# woof woof....



## durangojo (Jul 30, 2007)

my beautiful, smart and very funny' faux' german shepherd rez dog Ms. Greta has been chosen as a calendar girl(Miss February) for a rez dog calendar coming out next year hopefully. the calendar is the antithesis of the anti breed calendars. proceeds for this project will go back to the reservations(navajo) in the form of spay and neuter programs, fostering, placement and most importantly education. this is such a worthwhile project as there are so many unfortunate dogs on the reservations. raising awareness can only help. the photogragher, a documentary filmmaker from telluride is donating his time for this project. this is a great cause for our most wonderful four legged friends who teach and show us every day that life is good and what's important in life...food!(kidding).....i love the quote, "lord, make me the person my dog thinks i am". i am forever hopeful and strive for that daily. i will keep you posted on when it comes out, and yes, just so you know, i will be hitting you all up when the time comes whether you're a 'dog' person or not......this in not her official calendar pose...just a shot one day while with her favorite play thing...she is rez dog after all!

joey

of couse being female, greta wants to know if the stick makes her ass look big?...told you she was funny...


----------



## kaneohegirlinaz (Apr 24, 2011)

Ms.

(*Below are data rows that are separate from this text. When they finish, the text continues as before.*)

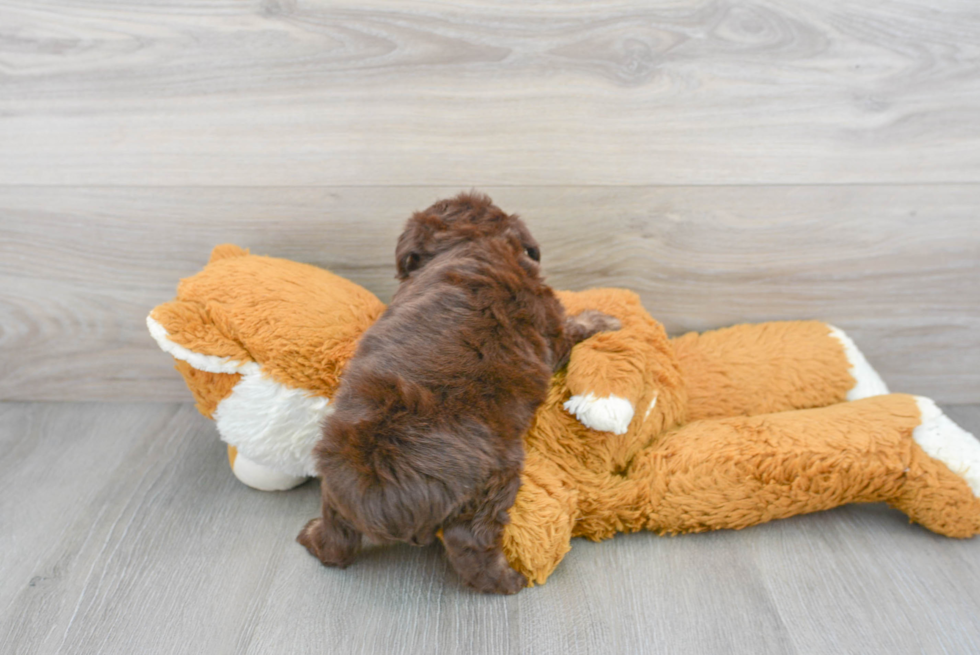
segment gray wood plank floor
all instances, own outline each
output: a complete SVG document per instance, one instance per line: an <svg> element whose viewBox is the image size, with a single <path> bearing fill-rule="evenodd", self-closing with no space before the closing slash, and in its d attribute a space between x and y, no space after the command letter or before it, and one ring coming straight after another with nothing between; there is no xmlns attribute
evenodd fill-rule
<svg viewBox="0 0 980 655"><path fill-rule="evenodd" d="M0 653L980 652L980 540L884 506L579 540L498 598L438 548L321 567L317 505L238 483L187 404L0 403Z"/></svg>

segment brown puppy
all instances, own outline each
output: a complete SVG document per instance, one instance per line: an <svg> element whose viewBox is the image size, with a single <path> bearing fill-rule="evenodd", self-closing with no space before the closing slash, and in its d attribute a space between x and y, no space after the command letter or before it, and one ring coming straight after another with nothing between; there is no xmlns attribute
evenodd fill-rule
<svg viewBox="0 0 980 655"><path fill-rule="evenodd" d="M500 540L521 438L572 346L618 323L566 320L537 242L483 195L413 215L396 259L401 285L361 338L314 449L323 515L298 541L342 568L363 536L422 545L441 530L468 585L515 593L527 580Z"/></svg>

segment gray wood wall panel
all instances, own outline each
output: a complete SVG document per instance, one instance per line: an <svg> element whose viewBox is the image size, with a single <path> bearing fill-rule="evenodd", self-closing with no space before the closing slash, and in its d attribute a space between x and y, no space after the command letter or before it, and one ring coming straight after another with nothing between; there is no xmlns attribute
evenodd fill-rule
<svg viewBox="0 0 980 655"><path fill-rule="evenodd" d="M405 218L458 190L0 187L0 398L186 400L144 317L215 244L387 301ZM980 185L485 190L557 288L634 289L672 333L828 320L894 389L980 399Z"/></svg>
<svg viewBox="0 0 980 655"><path fill-rule="evenodd" d="M950 415L980 433L980 406ZM0 403L0 652L980 651L980 540L882 505L577 539L506 598L462 589L437 547L324 568L293 541L318 509L315 484L235 480L189 404Z"/></svg>
<svg viewBox="0 0 980 655"><path fill-rule="evenodd" d="M980 182L975 0L5 0L0 183Z"/></svg>
<svg viewBox="0 0 980 655"><path fill-rule="evenodd" d="M819 317L980 398L973 0L0 0L0 398L186 398L142 327L216 243L391 293L410 210L523 212L673 332Z"/></svg>

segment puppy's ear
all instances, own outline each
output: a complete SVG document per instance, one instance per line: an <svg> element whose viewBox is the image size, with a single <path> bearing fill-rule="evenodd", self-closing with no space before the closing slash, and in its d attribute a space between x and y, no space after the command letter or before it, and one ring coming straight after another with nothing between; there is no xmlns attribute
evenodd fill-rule
<svg viewBox="0 0 980 655"><path fill-rule="evenodd" d="M398 237L398 245L395 247L396 279L408 279L412 271L415 271L422 265L421 244L419 241L418 226L409 221L405 231Z"/></svg>
<svg viewBox="0 0 980 655"><path fill-rule="evenodd" d="M439 203L433 205L438 207ZM418 269L444 250L447 245L448 224L445 217L433 212L433 207L415 212L405 223L395 247L395 277L406 280Z"/></svg>
<svg viewBox="0 0 980 655"><path fill-rule="evenodd" d="M422 264L422 257L417 252L410 252L398 260L398 274L395 276L399 280L404 280L418 269Z"/></svg>

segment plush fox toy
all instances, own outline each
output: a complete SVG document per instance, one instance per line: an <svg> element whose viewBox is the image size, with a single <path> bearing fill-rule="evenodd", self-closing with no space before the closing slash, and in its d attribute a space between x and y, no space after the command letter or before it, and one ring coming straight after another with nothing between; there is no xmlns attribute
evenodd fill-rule
<svg viewBox="0 0 980 655"><path fill-rule="evenodd" d="M532 583L572 537L738 529L853 502L950 537L980 532L980 441L931 400L889 394L842 331L800 321L668 339L630 291L559 296L622 329L576 346L525 437L504 550ZM224 245L147 325L235 475L274 490L315 475L339 376L383 310L323 269Z"/></svg>

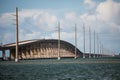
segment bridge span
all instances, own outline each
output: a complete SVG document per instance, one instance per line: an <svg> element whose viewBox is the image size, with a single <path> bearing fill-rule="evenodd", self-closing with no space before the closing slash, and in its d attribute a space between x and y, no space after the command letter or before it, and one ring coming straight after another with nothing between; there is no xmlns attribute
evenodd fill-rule
<svg viewBox="0 0 120 80"><path fill-rule="evenodd" d="M10 43L0 46L2 51L2 60L6 59L5 50L10 51L9 60L15 59L16 43ZM109 55L83 53L78 48L75 55L75 46L67 41L60 40L60 53L58 55L57 39L34 39L19 42L18 59L40 59L40 58L75 58L75 57L106 57Z"/></svg>

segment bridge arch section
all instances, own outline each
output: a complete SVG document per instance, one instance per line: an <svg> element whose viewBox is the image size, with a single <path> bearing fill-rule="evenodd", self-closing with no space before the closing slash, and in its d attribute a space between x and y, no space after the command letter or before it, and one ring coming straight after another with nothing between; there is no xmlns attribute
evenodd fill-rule
<svg viewBox="0 0 120 80"><path fill-rule="evenodd" d="M4 45L10 50L10 59L15 59L15 43ZM37 39L19 42L19 59L57 58L57 39ZM75 57L75 46L67 41L60 40L60 57ZM82 57L82 52L77 49L77 57Z"/></svg>

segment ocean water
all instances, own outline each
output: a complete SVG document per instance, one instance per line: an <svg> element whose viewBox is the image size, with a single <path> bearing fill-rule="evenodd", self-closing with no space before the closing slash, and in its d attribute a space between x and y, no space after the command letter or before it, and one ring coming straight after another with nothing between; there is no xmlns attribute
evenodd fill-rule
<svg viewBox="0 0 120 80"><path fill-rule="evenodd" d="M102 62L95 63L96 61ZM5 61L0 62L0 80L120 80L120 63L107 61L102 59L25 60L19 63Z"/></svg>

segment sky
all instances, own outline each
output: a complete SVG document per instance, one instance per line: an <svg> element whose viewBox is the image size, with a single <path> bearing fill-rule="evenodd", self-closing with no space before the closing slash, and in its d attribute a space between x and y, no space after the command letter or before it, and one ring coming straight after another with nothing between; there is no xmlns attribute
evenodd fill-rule
<svg viewBox="0 0 120 80"><path fill-rule="evenodd" d="M83 51L84 24L86 52L89 52L90 28L92 52L95 31L104 53L120 53L120 0L0 0L0 43L15 42L16 7L19 41L58 39L60 22L61 40L74 45L76 24L77 47Z"/></svg>

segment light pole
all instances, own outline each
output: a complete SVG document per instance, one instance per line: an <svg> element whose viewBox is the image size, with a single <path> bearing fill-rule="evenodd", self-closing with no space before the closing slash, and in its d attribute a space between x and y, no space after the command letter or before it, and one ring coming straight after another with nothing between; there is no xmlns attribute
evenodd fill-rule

Greta, You Look Maverlous Darling!
Please sign us up for a copy


----------



## chefedb (Apr 3, 2010)

Good looking dog And congrats on his being chosen. I foster cats and love dogs too, have fostered over 70 so far this year. Have just completed writing a book on fostering kittens.The love and caring you give an animal is returned 10 fold. What would the planet be like without cats and dogs?? Pretty darn lonely.


----------